Abstract 5149
Background
Late diagnosis limits therapeutic options and survival rate of non-small cell lung cancer (NSCLC) patients. Therefore, the identification of biomarkers represents an emerging medical need.
Methods
A highly sensitive and specific ELISA test was developed to identify/quantify a novel/selective diagnostic biomarker for NSCLC patients, caspase-4, which was detected into the plasma and tissues of NSCLC patients. This test was validated by using plasma from 125 NSCLC patients and 79 healthy (non-pathological) subjects. Caspase-4 quantification was also assessed in the lung tumor mass of 98 paired-matched NSCLC patients compared to 10 non-tumor lung tissues (i.e. tuberculosis).
Results
Circulating caspase-4 was detected in both healthy and NSCLC patients; however, at different range values: 2.603-3.372 ng/ml for NSCLC patients (95% CI) compared to 0.3994-0.6219 ng/ml for healthy subjects (95% CI).
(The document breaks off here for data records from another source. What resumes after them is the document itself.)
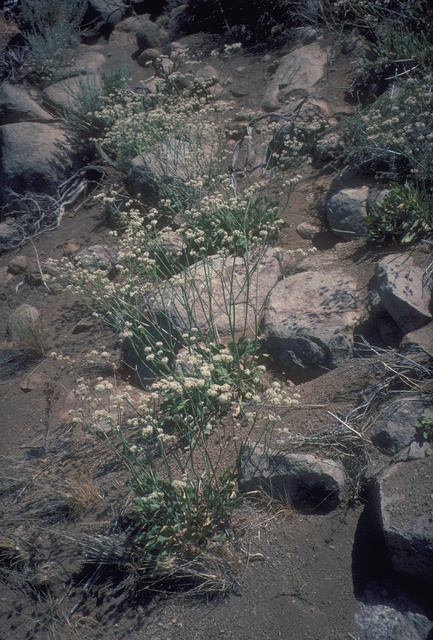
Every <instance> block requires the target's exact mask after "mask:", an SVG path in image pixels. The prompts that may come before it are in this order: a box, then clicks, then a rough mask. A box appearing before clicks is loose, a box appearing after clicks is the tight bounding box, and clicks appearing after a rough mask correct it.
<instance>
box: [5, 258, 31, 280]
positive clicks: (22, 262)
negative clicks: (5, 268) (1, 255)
mask: <svg viewBox="0 0 433 640" xmlns="http://www.w3.org/2000/svg"><path fill="white" fill-rule="evenodd" d="M27 267H28V259H27V257H26V256H15V257H14V258H12V260H10V261H9V264H8V271H9V273H12V275H14V276H18V275H20V274H22V273H25V272H26V271H27Z"/></svg>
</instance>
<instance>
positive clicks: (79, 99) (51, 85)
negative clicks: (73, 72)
mask: <svg viewBox="0 0 433 640" xmlns="http://www.w3.org/2000/svg"><path fill="white" fill-rule="evenodd" d="M82 93H83V92H82V88H81V84H80V79H79V78H77V77H73V78H66V79H65V80H61V81H60V82H56V83H55V84H52V85H50V86H49V87H46V88H45V89H44V90H43V91H42V98H43V100H44V102H45V105H46V106H47V108H49V109H52V110H54V111H55V112H60V113H61V112H62V111H63V110H64V109H65V108H67V107H71V108H74V107H75V108H76V107H77V106H78V105H79V102H80V98H81V97H82Z"/></svg>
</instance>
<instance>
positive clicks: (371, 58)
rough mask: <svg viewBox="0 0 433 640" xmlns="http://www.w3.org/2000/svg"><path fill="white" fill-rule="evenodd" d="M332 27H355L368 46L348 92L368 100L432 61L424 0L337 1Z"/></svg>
mask: <svg viewBox="0 0 433 640" xmlns="http://www.w3.org/2000/svg"><path fill="white" fill-rule="evenodd" d="M332 17H333V22H334V26H336V27H338V28H339V30H341V27H343V28H344V27H345V26H347V27H348V28H350V29H353V27H356V28H357V29H359V30H360V31H361V33H362V34H363V35H364V36H365V37H366V38H367V41H368V43H369V44H368V46H367V47H366V49H365V52H364V56H363V59H362V60H361V62H360V63H359V64H358V66H357V68H356V69H355V73H354V82H353V85H352V87H351V88H350V89H349V93H351V94H352V95H354V96H357V97H358V98H360V99H361V100H362V101H363V102H368V103H371V102H372V100H374V99H375V98H376V97H377V96H378V95H380V94H381V93H383V92H384V91H385V90H386V88H387V87H388V86H389V85H390V83H391V82H392V81H394V79H395V78H397V77H400V76H404V75H408V74H412V75H422V74H425V73H426V72H428V71H429V70H430V69H431V67H432V64H433V52H432V48H431V46H430V43H431V40H432V37H433V8H432V5H431V3H429V1H428V0H394V1H393V0H391V1H390V0H379V1H375V0H374V1H373V0H362V1H361V2H359V1H358V0H339V1H338V2H336V3H334V5H333V6H332Z"/></svg>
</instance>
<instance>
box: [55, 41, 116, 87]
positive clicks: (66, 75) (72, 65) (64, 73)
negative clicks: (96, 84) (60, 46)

The sensitivity of the test ranged from 97.07% to 100%; the specificity was 88.1% with a positive predictive value of 92.54%, accuracy of 95.19% and AUC of 0.971. Tissue levels of caspase-4 in the tumor mass showed that 72 (72.7%) out of 99 patients were positive. More importantly, higher levels (cut-off value= 0.307 ng/ml) of caspase-4 in the tumor mass were associated to reduced overall survival (median 0.92 years) compared to NSCLC patients with lower levels (median 3.02 years).
Conclusions
We report for the first time caspase-4 as a novel diagnostic and prognostic biomarker, opening new therapeutic perspectives for NSCLC patients.
Clinical trial identification
Legal entity responsible for the study
ImmunePharma srl.
Funding
Invitalia-Italian Ministry of Economy (MISE).
Editorial Acknowledgement
Disclosure
All authors have declared no conflicts of interest.